Corelab Seminar
2011-2012

Alexandra Kolla (UIUC)
Spectra of Graphs and the Unique Games Conjecture

Abstract.
Khot's Unique Games Conjecture (UGC) is one of the most central open problems in computational complexity theory. UGC asserts that for a certain constraint satisfaction problem, it is NP-hard to decide whether there is a labeling that satisfies almost all the constraints or, for every labeling, the fraction of the constraints satisfied is very small.

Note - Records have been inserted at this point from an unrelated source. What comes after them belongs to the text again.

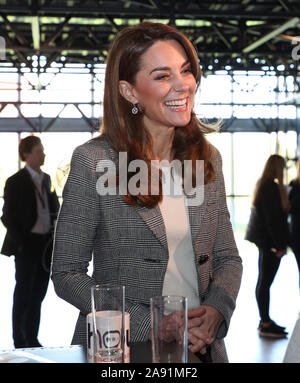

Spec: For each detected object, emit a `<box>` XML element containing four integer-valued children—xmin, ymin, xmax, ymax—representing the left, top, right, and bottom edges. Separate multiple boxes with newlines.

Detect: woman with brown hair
<box><xmin>245</xmin><ymin>154</ymin><xmax>289</xmax><ymax>338</ymax></box>
<box><xmin>52</xmin><ymin>23</ymin><xmax>242</xmax><ymax>362</ymax></box>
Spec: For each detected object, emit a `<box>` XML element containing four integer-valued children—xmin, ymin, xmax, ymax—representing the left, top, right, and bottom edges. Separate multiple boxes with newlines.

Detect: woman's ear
<box><xmin>119</xmin><ymin>80</ymin><xmax>138</xmax><ymax>104</ymax></box>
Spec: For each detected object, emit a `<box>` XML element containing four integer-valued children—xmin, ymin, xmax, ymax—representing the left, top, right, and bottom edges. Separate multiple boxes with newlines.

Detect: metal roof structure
<box><xmin>0</xmin><ymin>0</ymin><xmax>300</xmax><ymax>131</ymax></box>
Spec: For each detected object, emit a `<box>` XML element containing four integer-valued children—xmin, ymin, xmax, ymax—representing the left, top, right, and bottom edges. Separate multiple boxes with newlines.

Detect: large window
<box><xmin>0</xmin><ymin>63</ymin><xmax>297</xmax><ymax>119</ymax></box>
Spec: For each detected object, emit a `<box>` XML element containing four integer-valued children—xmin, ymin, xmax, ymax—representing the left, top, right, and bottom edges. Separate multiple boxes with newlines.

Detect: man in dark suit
<box><xmin>1</xmin><ymin>136</ymin><xmax>59</xmax><ymax>348</ymax></box>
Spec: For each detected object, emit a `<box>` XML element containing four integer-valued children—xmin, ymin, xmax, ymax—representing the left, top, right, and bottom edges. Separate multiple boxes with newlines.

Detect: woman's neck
<box><xmin>149</xmin><ymin>127</ymin><xmax>175</xmax><ymax>162</ymax></box>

Since its origin, the UGC has been applied with remarkable success to prove tight hardness of approximation results for several important NP-hard problems such as Vertex Cover, Max Cut.

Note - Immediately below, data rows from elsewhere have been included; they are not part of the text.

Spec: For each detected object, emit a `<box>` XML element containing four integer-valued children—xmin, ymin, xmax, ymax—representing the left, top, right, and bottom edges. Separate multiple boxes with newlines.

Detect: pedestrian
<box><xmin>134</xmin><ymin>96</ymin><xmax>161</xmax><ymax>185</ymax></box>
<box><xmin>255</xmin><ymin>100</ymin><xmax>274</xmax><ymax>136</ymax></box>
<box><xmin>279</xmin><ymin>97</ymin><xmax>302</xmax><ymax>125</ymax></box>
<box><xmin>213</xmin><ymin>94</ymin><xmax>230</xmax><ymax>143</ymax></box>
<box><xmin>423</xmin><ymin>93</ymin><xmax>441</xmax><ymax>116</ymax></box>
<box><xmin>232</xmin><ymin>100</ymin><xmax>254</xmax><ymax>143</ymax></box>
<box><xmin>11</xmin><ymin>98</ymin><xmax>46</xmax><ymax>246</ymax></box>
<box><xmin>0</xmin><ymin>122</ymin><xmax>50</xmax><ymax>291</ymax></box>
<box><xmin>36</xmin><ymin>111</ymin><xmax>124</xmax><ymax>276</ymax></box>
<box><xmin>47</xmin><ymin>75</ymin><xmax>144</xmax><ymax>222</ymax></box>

In the first part of the talk we will describe the Unique Games problem and give an overview of the state-of-the-art algorithmic results for Unique Games. In the second part of the talk we will review some facts from spectral graph theory and discuss the somewhat surprising but also natural (in hindsight) connection between spectra of graphs and Unique Games. We will present a class of algorithms for Unique Games that use eigenvalue techniques, run efficiently, and achieve good approximation ratios for several interesting classes of Unique Games which, prior to these works, were considered to be the hardest instances.
The talk is based on several joint works with Arora, Khot, Steurer, Tulsiani, Vishnoi, Y. Makarychev and K. Makarychev.

Short Bio.
Alexandra Kolla is an assistant professor at UIUC. Before that, she was a postdoc at Microsoft Research in Redmond and at the Institute for Advanced study. She got her Phd at UC Berkeley.